Good Wine Under $20 (Dr. Debs; Los Angeles): Dr. Debs is a university history professor who started blogging on wine as an experiment for a project. She focuses on wines that provide value, and despite her blog's name is flexible enough to realize that wines can provide value even if they're over $20 (see her profile of Tablas Creek as an example). Her blog (just begun in 2006) has become amazingly popular amazingly fast, and I think this is a reflection that her enthusiasm for wine, and her conviction that it's possible for anyone to find good wines they can afford, feels absolutely genuine. In addition to her regular reviews of high QPR (quality to price ratio) wines, she writes an ongoing "winery watch" series focusing in detail on wineries of interest.
Fermentation (Tom Wark; Sonoma, CA): Tom is a public relations consultant and the head of the Specialty Wine Retailers Association, whose profile has been growing higher and higher as retailers organize to try to protect (or establish, depending on your point of view) their rights to sell wine to consumers around the country. Tom's investigative pieces reflect a distinctive voice: often outraged and full of righteous indignation, which (given the hypocrisy inherent in most wholesalers' and states' arguments against interstate wine commerce) is most welcome. He also has taken a lead role in the promotion of wine blogging, hosting and coordinating the annual Wine Blog Awards and writing a series of "bloggerviews", or in-depth interviews with important bloggers across the world of food and wine.

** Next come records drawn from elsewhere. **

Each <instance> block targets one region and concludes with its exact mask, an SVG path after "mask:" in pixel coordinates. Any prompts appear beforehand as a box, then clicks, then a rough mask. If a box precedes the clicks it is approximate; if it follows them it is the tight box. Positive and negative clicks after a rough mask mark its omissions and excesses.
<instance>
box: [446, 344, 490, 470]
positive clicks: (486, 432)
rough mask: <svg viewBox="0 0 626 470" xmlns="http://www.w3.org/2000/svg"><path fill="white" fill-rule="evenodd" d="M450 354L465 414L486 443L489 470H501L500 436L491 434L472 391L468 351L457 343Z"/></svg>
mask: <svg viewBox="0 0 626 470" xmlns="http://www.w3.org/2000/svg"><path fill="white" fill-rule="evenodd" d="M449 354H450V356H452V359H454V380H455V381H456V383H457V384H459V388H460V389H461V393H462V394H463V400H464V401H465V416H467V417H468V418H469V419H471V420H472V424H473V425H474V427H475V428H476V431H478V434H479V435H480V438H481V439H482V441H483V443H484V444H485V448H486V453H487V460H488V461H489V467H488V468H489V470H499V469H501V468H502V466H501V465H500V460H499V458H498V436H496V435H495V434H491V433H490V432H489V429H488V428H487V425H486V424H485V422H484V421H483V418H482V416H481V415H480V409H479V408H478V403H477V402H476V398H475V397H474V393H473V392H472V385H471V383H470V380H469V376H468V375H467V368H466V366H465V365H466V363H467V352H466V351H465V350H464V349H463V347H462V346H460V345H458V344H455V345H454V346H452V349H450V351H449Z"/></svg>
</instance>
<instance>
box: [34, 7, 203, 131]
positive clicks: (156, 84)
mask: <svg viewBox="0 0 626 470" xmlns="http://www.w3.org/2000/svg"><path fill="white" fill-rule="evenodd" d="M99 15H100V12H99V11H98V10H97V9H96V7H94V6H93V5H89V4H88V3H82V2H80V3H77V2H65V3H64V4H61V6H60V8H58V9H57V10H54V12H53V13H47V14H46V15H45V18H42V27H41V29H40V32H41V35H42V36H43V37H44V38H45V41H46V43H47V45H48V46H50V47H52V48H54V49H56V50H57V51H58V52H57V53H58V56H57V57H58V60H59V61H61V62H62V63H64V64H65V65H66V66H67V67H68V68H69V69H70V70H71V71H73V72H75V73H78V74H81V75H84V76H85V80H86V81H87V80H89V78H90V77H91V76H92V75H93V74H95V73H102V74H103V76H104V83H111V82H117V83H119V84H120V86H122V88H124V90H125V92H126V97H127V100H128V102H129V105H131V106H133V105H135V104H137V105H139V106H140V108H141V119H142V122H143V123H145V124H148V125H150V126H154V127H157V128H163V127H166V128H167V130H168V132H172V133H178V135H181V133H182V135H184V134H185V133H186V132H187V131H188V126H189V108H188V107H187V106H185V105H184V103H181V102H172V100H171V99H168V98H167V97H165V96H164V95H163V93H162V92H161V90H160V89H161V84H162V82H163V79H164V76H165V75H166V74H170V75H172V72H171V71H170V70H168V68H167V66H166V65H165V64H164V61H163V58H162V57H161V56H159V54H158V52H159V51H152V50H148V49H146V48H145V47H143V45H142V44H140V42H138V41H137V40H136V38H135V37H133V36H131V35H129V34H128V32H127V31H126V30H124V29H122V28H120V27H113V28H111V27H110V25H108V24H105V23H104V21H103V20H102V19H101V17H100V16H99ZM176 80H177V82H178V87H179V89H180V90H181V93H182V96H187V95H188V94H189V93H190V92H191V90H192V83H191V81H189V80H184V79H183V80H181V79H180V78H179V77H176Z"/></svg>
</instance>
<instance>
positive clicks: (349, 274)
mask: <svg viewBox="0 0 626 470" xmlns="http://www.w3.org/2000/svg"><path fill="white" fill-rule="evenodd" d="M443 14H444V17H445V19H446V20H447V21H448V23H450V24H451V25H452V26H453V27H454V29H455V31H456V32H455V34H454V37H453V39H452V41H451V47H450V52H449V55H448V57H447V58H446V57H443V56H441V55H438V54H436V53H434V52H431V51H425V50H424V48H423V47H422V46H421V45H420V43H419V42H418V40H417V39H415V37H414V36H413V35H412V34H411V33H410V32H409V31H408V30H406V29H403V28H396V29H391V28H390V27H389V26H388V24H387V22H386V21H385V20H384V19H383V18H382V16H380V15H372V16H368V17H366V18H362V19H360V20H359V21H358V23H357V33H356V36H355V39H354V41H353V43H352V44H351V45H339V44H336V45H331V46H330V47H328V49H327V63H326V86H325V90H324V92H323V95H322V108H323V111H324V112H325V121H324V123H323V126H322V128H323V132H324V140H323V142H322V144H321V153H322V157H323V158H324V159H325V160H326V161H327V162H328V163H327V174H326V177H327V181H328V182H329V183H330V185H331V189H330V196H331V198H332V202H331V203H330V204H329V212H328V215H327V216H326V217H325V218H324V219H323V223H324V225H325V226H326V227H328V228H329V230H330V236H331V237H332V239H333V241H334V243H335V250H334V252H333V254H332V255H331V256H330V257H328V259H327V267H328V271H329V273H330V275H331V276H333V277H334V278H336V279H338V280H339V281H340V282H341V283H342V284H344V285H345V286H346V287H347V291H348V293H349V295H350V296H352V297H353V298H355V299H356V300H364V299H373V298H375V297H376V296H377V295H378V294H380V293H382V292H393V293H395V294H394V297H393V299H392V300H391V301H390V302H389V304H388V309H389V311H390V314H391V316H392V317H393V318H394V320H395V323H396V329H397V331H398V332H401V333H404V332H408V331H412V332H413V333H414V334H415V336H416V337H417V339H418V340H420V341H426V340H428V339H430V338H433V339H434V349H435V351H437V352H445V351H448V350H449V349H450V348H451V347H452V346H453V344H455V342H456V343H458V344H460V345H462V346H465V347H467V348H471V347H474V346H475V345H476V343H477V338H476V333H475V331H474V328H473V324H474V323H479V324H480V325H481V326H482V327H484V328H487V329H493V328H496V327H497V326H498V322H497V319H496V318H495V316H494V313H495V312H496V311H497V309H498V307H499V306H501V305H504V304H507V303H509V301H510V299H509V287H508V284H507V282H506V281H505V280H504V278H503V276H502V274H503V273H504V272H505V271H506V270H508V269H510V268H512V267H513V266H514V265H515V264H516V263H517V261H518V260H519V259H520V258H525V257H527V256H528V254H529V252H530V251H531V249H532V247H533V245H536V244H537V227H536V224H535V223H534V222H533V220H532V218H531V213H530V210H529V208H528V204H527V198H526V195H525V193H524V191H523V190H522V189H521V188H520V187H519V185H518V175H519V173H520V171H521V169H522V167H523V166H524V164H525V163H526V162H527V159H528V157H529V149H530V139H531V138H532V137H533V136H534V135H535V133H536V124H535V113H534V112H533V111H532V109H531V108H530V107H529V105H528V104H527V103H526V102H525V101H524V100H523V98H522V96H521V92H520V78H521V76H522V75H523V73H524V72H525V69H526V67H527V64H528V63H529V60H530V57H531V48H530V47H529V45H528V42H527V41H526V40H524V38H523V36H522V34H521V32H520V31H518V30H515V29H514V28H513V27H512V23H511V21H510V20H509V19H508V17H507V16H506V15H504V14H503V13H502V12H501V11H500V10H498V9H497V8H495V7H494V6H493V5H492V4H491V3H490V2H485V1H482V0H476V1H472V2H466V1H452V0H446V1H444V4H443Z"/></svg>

These are just a handful of the wine blogs that are on my daily blog roll; there are new ones appearing all the time. I highly recommend the Winery Web Site Report both to keep tabs on new developments in the world of online wine and as a clearinghouse for ideas about the values and challenges of wine blogging.
Finally, I maintain a "Wine Blogs" tag for posts on the Tablas Creek blog that include recommendations into the wide and growing world of wine blogs.
Any other recommendations as to great wine blogs? Please share!